Grant Taylor wrote:
On 10/05/07 05:05, John Default wrote:
I was told that layer 3 switches are faster because "routing" there
is done by some ASIC hardware. Is there any advantage in having
another routing code in bridging when everything is done in software
which is same slow as normal routing? The only speed gain would be in
keeping the routing code very simple with limited functionality, but
i think that the trend is to put there more and more functionality
which would end up in having two same slow, same function code in two
places.
Ah, there in lies the difference in what you are saying, which as a
norm is probably correct and something that I do not disagree with. I
guess I should say that my introduction to L3 switching is actually on
Cisco Catalyst 5000 / 5500 L2 switches where they depend on an
external Cisco L3 router to assist in the L3 switching. Rater that is
to say that the L2 switch and the L3 router communicate with each
other to combined do L3 switching. As I understand it, the L2 switch
will send initial packets to the L3 router along with some meta data.
The L3 router will route the packets and send them back to the L2
switch with updated meta data. Then the L2 switch will have learned
with the help of the L3 router that the packets can be altered on L2
to emulate L3 routing but this time in hardware. Thus the L2 switch
depends on the L3 router to do the initial routing and then the L2
switch will subsequently step up and L2 switch across L3 boundaries
based on what it learned from the L3 router.

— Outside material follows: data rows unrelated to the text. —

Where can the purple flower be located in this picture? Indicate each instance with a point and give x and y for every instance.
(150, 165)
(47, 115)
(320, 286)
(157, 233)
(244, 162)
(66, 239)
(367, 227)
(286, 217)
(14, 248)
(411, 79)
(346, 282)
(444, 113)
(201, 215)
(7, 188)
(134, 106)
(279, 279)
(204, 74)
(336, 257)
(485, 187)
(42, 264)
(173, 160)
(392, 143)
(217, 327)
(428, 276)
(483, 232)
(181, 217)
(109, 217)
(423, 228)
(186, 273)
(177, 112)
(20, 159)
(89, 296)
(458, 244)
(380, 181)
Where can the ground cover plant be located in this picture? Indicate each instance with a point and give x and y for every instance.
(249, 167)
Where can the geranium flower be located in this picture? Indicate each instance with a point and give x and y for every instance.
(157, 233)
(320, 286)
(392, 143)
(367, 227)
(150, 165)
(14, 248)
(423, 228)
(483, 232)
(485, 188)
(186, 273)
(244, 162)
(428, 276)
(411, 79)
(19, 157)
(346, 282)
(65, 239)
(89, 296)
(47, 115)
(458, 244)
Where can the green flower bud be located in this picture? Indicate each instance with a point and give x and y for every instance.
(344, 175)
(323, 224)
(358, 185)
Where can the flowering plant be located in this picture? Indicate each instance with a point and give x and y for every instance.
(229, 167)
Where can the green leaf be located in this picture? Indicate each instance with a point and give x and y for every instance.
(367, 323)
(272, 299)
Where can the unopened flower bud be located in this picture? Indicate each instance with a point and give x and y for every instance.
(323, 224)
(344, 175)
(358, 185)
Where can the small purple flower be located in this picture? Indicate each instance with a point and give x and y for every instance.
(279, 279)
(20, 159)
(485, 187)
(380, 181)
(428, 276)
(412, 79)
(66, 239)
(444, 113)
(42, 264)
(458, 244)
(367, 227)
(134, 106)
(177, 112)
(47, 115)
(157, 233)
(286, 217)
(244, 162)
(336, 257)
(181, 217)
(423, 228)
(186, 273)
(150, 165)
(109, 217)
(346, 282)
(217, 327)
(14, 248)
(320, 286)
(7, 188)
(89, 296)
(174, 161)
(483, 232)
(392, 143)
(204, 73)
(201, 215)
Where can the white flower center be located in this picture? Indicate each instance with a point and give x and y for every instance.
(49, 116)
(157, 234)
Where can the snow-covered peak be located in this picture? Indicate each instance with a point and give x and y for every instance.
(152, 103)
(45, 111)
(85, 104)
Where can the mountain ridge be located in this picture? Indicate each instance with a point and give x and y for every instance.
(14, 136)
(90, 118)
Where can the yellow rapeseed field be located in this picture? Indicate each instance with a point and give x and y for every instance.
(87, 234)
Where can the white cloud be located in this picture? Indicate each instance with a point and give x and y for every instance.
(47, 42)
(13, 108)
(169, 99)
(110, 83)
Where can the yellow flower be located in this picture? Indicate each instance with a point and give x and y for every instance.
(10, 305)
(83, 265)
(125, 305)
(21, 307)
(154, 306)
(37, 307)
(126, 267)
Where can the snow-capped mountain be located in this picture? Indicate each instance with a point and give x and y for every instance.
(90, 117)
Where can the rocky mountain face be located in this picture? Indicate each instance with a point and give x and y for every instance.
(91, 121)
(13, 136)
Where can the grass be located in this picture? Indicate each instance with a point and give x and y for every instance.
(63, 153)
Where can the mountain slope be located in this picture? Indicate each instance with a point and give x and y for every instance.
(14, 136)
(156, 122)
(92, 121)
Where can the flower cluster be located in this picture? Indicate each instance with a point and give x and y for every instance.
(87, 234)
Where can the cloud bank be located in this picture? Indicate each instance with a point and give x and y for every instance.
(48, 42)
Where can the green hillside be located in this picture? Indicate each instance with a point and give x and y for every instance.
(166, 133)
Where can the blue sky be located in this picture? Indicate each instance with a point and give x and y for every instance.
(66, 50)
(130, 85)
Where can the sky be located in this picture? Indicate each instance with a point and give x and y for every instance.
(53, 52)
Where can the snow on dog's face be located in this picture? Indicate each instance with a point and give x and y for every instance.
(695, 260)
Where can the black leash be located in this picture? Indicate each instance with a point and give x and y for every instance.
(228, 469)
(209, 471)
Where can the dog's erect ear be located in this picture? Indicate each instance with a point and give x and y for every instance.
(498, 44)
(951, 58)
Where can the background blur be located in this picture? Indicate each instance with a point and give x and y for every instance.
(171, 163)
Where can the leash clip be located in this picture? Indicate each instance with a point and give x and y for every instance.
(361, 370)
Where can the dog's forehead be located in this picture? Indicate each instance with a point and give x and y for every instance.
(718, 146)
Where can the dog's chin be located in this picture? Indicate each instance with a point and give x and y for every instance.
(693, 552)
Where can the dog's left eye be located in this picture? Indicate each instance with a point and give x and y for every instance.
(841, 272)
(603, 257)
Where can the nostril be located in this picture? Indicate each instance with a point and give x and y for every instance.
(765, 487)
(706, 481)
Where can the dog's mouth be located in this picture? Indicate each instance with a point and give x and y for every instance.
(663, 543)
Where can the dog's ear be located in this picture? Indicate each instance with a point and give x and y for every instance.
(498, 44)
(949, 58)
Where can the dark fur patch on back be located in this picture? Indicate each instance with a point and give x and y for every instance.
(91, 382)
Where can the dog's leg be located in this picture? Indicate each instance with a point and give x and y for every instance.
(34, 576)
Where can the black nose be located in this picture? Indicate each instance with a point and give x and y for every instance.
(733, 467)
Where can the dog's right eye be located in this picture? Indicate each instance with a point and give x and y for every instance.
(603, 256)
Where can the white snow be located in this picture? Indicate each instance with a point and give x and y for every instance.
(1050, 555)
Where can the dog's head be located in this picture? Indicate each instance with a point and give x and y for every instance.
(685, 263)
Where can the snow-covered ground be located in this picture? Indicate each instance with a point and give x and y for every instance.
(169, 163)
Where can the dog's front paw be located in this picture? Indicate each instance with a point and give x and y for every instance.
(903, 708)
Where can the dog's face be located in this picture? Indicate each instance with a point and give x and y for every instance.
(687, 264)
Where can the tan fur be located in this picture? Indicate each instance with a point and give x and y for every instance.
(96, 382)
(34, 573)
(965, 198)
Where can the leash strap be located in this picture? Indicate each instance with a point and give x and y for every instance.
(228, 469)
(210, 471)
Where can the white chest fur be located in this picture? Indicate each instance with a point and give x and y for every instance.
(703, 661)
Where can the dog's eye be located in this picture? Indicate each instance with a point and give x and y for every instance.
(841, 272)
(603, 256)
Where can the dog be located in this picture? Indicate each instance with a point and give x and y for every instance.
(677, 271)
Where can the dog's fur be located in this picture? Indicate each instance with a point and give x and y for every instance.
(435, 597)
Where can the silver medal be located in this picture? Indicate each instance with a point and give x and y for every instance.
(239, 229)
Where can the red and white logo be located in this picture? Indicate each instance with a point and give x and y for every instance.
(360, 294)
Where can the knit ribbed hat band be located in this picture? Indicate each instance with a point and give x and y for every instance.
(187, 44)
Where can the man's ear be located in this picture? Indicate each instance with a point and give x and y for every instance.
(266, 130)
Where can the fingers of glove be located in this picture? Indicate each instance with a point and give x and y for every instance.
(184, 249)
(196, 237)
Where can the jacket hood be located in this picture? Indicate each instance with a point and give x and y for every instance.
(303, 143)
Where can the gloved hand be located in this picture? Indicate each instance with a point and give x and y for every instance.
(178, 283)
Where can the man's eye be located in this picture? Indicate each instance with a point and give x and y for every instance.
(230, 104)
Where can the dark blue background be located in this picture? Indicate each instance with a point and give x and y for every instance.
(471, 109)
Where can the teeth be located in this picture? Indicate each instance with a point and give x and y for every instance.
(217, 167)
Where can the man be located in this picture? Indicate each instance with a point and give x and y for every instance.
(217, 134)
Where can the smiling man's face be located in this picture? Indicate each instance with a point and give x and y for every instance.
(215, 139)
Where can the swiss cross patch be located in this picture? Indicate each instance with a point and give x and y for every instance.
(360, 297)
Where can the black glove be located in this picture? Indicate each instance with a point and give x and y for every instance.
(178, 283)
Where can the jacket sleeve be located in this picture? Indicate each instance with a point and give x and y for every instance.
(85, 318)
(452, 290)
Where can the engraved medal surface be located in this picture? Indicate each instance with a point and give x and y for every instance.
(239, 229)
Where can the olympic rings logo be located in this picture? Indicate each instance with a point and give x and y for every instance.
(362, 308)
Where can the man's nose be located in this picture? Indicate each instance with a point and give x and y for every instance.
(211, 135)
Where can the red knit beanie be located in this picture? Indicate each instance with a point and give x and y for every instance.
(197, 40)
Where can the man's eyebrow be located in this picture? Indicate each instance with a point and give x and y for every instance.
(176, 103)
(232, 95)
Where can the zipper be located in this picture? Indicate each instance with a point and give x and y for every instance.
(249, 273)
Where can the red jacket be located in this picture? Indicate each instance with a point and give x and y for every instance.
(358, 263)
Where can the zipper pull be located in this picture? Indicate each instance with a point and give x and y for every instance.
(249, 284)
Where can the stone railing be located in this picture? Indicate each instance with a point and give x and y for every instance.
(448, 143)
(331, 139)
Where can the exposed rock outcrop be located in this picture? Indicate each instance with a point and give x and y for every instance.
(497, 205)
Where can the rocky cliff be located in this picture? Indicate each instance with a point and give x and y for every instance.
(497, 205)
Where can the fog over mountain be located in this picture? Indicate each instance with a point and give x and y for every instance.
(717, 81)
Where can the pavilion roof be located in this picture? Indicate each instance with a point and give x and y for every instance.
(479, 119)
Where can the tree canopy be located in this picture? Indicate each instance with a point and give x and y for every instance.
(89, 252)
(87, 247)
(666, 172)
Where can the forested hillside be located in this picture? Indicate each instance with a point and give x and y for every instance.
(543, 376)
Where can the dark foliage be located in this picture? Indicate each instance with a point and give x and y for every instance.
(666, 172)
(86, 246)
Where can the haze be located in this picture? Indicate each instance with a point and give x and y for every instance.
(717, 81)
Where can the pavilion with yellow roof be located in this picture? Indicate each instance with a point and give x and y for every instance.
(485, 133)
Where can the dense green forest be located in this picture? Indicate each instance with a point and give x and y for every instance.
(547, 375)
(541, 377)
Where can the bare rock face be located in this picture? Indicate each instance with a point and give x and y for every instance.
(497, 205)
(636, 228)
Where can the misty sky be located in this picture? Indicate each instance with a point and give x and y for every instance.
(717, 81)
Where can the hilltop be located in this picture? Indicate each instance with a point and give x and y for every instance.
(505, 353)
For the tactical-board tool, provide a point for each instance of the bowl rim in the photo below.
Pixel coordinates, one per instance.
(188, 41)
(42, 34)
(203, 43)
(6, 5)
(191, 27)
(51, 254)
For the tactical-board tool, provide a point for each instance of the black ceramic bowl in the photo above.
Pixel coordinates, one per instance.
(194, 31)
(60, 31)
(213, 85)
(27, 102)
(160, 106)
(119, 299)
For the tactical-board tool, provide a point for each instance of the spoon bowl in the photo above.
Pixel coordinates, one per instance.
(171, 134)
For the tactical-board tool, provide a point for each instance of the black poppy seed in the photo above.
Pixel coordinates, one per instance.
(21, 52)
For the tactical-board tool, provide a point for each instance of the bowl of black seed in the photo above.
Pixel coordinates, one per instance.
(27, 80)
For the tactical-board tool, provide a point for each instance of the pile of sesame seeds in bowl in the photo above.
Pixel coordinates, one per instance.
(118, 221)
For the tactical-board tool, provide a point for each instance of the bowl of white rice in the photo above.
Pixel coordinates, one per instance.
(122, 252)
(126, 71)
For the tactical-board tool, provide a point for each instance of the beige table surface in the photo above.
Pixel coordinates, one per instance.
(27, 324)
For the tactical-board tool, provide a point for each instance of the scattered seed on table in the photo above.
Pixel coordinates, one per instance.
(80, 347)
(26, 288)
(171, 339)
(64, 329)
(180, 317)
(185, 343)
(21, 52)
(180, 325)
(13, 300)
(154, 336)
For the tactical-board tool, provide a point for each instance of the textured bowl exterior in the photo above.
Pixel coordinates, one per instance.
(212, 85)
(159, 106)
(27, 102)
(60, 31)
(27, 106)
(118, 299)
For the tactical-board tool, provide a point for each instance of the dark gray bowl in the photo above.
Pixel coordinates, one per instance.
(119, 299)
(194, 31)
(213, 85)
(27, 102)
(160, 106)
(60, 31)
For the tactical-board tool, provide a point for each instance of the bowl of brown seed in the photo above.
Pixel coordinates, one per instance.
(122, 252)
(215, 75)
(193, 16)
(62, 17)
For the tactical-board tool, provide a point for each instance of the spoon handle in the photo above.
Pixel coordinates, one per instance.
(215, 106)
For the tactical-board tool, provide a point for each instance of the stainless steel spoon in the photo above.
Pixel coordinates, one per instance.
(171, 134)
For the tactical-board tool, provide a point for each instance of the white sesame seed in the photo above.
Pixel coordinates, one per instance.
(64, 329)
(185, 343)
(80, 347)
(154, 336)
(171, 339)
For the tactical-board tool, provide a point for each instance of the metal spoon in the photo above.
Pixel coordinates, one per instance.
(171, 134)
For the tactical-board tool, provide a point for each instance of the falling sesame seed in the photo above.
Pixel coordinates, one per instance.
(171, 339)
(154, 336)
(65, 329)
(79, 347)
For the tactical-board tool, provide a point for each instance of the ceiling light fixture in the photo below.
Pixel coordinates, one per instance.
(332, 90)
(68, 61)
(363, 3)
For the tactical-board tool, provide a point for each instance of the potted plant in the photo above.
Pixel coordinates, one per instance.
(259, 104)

So, I guess I should say that I'm not wanting to (re)implement the
routing code in the kernel, it does quite fine for me thank you very
much. ;) I'm looking for a way to alter source / destination MAC
addresses of packets on L2 to emulate what happens in routing. I
believe that I could SNAT / DNAT the MAC addresses of the packet via
EBTables on L2 to achieve the effect of an L3 route. I would do this
by having the bridging code in the kernel learn from cached (?)
results of a previous L3 route.
In other words if the packet is in a NEW connection state, send it on
up to L3 routing. If the packet is in an ESTABLISHED state and we can
pull information form the systems ARP cache to know the destination
MAC address for the next subnet as well as pull the correct source MAC
address for the interface on the next subnet, then we could just SNAT
/ DNAT the MAC addresses on L2 and send the packet back out on the
appropriate wire.
I'm wondering if this NATing of the source and destination MAC
addresses on L2 would be faster than passing the packet up to L3
routing. It is my belief that L3 will do more sanity checks on
packets than L2 will. These sanity checks will take time to perform
which could be avoided if we could just NAT the source and destination
MAC addresses on L2. Or at least that's what I think. I could be
very wrong about it.
(i was taugth that packets are routed on L3, frames are
switched(bridged) on L2. And L3 switch does L2 switching + L3 routing
but in hardware. routers are completely a software thing, switches
hardware thing, and bridge is switch in software.)
I can agree with that statement. However I'll spin what you said a
little bit and then I think you can see how I'm logically progressing
on down the line.
Switching is a L2 operation, no matter what that operation is.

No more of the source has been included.